Our team recently published an article using registry cohort to examine whether county-level prevalence of prostate-specific antigen (PSA) screening was associated with lower odds of advanced stage prostate cancer, and lower mortality among those diagnosed. We found that among those diagnosed with prostate cancer, those residing in counties with higher PSA screening experienced lower odds of advanced stage disease and lower mortality. These patterns held even after adjusting for multiple demographic and area-level socioeconomic, environmental, and health systems factors.
This was a colossal effort, involving support from research staff and administrators at several academic institutions and close collaborations with registry officials in eight states. An important strength of this project was the use of geomasked residential addresses to link environmental confounding variables, although because this involved use of sensitive personal information, we had to develop approaches to balance privacy with precision of exposure assessment. We also built on an earlier ecological study led by colleagues at the BWH Center for Surgery and Public Health, which compared county-level rates of metastatic prostate cancer and prostate cancer mortality among counties with low vs high PSA screening.
Here, because we had individual level case data and geomasked addresses, we could control for multiple sociodemographic, clinical, and environmental measures. Our exposure (county-level PSA screening) remained ecological.
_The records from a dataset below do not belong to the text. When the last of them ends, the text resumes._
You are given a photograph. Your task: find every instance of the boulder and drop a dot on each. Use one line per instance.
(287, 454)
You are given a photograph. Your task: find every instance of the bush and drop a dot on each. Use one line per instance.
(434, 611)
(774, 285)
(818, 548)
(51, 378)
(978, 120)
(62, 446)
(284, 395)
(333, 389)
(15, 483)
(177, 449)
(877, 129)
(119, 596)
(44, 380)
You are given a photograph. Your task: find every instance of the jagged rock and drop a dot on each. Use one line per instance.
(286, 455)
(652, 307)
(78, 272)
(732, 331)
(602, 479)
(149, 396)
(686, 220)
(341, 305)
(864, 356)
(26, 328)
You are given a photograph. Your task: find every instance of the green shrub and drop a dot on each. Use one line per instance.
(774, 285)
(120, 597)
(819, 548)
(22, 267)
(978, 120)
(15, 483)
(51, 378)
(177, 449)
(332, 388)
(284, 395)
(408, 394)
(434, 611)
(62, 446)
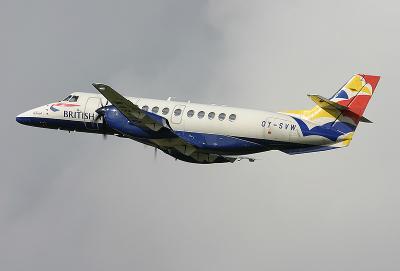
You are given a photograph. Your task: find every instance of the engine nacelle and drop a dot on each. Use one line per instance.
(115, 120)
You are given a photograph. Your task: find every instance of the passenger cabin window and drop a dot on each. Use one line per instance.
(165, 110)
(155, 109)
(190, 113)
(68, 97)
(74, 99)
(201, 114)
(177, 112)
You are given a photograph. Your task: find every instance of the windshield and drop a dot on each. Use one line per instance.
(68, 97)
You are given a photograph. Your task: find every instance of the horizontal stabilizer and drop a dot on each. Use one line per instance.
(327, 104)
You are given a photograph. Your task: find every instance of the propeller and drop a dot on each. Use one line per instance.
(100, 114)
(155, 153)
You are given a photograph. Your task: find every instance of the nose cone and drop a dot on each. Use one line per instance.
(25, 118)
(30, 117)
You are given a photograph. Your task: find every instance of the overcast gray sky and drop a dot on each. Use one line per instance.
(77, 202)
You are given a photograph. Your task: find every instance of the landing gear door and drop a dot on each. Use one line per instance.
(277, 129)
(89, 115)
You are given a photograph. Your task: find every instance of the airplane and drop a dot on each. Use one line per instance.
(206, 134)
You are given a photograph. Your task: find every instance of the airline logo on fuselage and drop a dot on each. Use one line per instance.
(79, 115)
(54, 109)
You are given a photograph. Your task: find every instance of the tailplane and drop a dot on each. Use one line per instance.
(343, 111)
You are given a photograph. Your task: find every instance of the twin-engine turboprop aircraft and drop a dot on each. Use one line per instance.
(208, 134)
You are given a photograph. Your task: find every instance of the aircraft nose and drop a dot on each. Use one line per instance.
(30, 117)
(24, 118)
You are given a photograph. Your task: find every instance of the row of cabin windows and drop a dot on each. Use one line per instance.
(190, 113)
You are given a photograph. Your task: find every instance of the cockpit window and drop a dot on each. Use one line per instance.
(74, 99)
(68, 97)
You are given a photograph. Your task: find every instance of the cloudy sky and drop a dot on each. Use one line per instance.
(77, 202)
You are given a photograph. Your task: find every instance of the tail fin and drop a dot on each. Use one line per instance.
(345, 109)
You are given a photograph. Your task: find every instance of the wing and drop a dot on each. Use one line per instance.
(173, 144)
(131, 111)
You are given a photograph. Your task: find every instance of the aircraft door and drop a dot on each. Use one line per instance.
(177, 114)
(89, 116)
(276, 129)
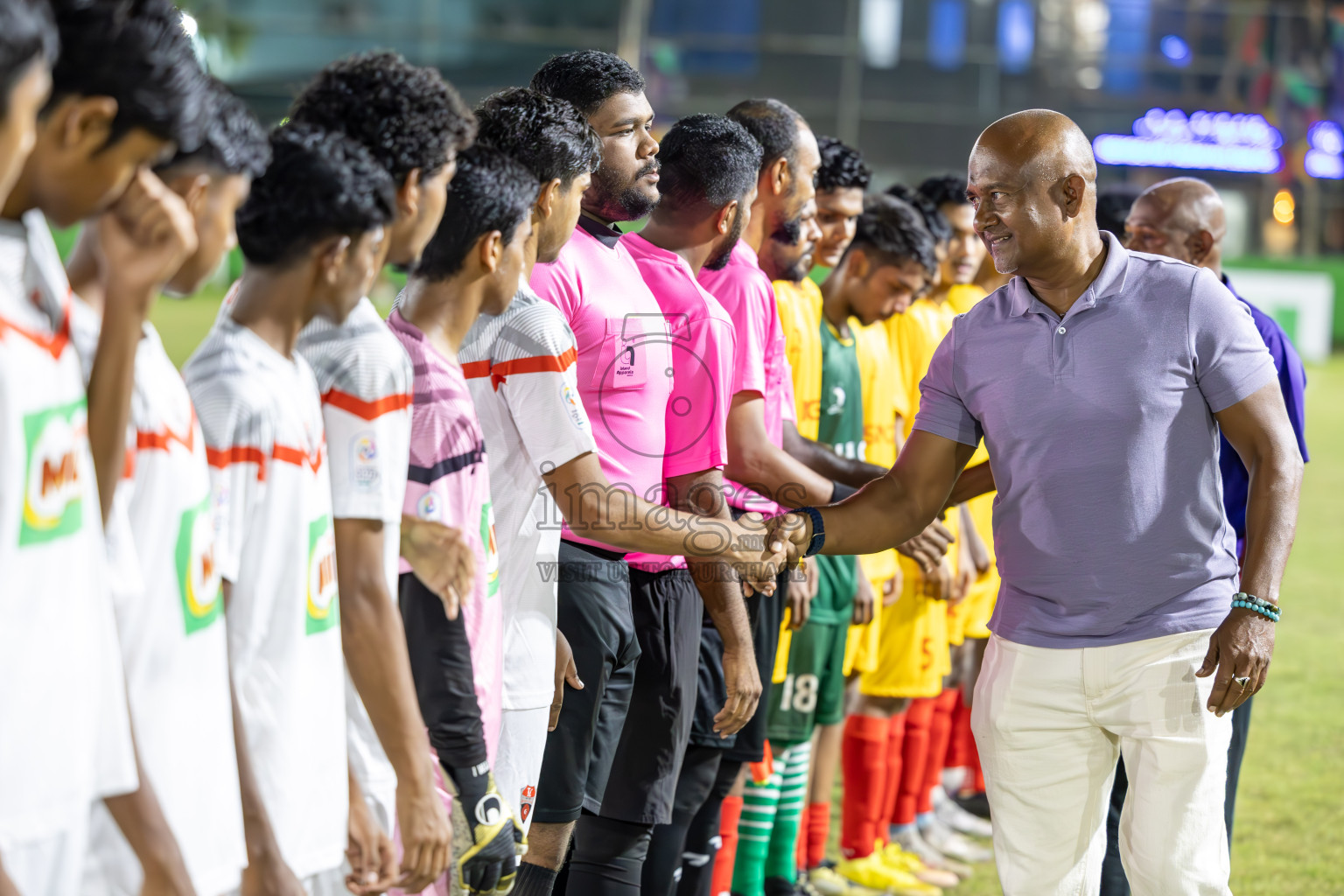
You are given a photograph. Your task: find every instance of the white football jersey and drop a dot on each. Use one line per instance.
(275, 544)
(521, 368)
(65, 738)
(173, 639)
(365, 378)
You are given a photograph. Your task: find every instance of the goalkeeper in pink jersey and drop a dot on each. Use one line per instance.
(471, 266)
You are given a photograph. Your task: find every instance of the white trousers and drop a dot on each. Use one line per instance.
(518, 762)
(1050, 725)
(50, 865)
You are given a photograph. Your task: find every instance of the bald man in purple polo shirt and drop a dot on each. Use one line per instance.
(1100, 381)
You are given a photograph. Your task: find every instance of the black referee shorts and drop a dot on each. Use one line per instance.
(667, 612)
(766, 612)
(593, 612)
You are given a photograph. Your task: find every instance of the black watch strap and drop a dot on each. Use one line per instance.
(819, 531)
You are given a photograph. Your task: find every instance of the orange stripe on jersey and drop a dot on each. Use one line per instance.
(476, 369)
(298, 457)
(52, 343)
(539, 364)
(366, 410)
(238, 454)
(248, 454)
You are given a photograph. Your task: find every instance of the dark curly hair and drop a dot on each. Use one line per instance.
(489, 191)
(408, 116)
(934, 220)
(586, 78)
(944, 190)
(318, 185)
(707, 158)
(544, 133)
(842, 167)
(136, 52)
(895, 233)
(234, 141)
(774, 127)
(29, 32)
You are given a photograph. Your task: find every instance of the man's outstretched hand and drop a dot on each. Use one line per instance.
(744, 690)
(752, 554)
(1241, 648)
(441, 557)
(789, 535)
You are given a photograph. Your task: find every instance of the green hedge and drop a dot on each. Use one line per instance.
(1332, 266)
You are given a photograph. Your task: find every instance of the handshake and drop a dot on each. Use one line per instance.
(760, 547)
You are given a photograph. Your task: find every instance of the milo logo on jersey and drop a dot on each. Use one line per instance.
(52, 494)
(492, 551)
(323, 607)
(198, 578)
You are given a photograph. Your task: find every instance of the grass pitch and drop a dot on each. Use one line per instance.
(1289, 836)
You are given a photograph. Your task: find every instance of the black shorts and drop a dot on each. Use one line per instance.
(765, 612)
(593, 612)
(667, 612)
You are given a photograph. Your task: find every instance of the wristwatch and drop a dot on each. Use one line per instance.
(819, 531)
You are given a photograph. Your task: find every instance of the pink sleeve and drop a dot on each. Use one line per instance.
(556, 284)
(789, 410)
(749, 356)
(697, 411)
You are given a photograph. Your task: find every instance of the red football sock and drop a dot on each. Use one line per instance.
(895, 763)
(729, 815)
(976, 780)
(918, 720)
(940, 737)
(819, 832)
(958, 751)
(800, 843)
(863, 767)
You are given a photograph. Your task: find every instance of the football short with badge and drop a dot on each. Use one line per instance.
(913, 642)
(518, 765)
(809, 665)
(667, 612)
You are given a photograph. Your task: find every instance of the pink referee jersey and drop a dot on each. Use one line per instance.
(449, 482)
(624, 359)
(707, 369)
(747, 296)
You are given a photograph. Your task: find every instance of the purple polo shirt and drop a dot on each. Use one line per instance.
(1109, 522)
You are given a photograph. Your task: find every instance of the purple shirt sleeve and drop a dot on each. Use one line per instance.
(1228, 355)
(1292, 378)
(941, 409)
(697, 413)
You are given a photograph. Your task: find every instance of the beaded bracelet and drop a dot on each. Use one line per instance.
(1256, 605)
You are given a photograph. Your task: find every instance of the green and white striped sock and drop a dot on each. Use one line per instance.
(781, 858)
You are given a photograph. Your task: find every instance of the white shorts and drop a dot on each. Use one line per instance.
(52, 865)
(518, 763)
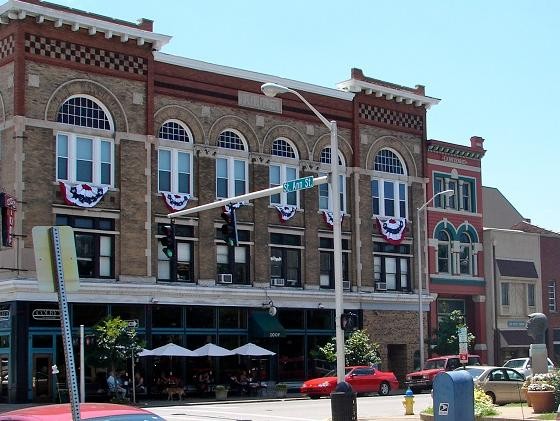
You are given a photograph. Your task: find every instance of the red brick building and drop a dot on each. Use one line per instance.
(454, 232)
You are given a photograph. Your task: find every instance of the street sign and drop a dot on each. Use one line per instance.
(298, 184)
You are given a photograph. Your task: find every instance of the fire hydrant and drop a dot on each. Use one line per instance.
(408, 402)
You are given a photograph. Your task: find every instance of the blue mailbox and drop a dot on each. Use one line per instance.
(454, 396)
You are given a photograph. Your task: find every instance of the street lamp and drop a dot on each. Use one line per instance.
(273, 89)
(447, 193)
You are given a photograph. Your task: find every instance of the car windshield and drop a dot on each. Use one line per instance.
(431, 364)
(332, 373)
(514, 363)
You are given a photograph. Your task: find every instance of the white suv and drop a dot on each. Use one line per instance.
(523, 365)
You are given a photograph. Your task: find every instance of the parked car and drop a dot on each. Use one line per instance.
(423, 379)
(363, 379)
(502, 384)
(88, 411)
(523, 365)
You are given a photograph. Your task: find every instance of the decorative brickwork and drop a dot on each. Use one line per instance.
(7, 46)
(391, 117)
(64, 50)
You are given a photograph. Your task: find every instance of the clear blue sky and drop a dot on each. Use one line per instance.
(494, 65)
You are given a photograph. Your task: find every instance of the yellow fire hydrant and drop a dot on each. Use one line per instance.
(408, 402)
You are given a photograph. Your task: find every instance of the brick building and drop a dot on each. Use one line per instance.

On one hand, this is a limitation – we don’t know if living in a county with high screening means you actually were screened, and vice versa. On the other, it may suggest that systems-level factors that influence population behaviors and use of screening may also impact downstream cancer outcomes. We are actively working in other cohorts with individual-level data, and across different health systems (see our earlier post on collaborations with the Veterans Health Administration) to confirm these findings.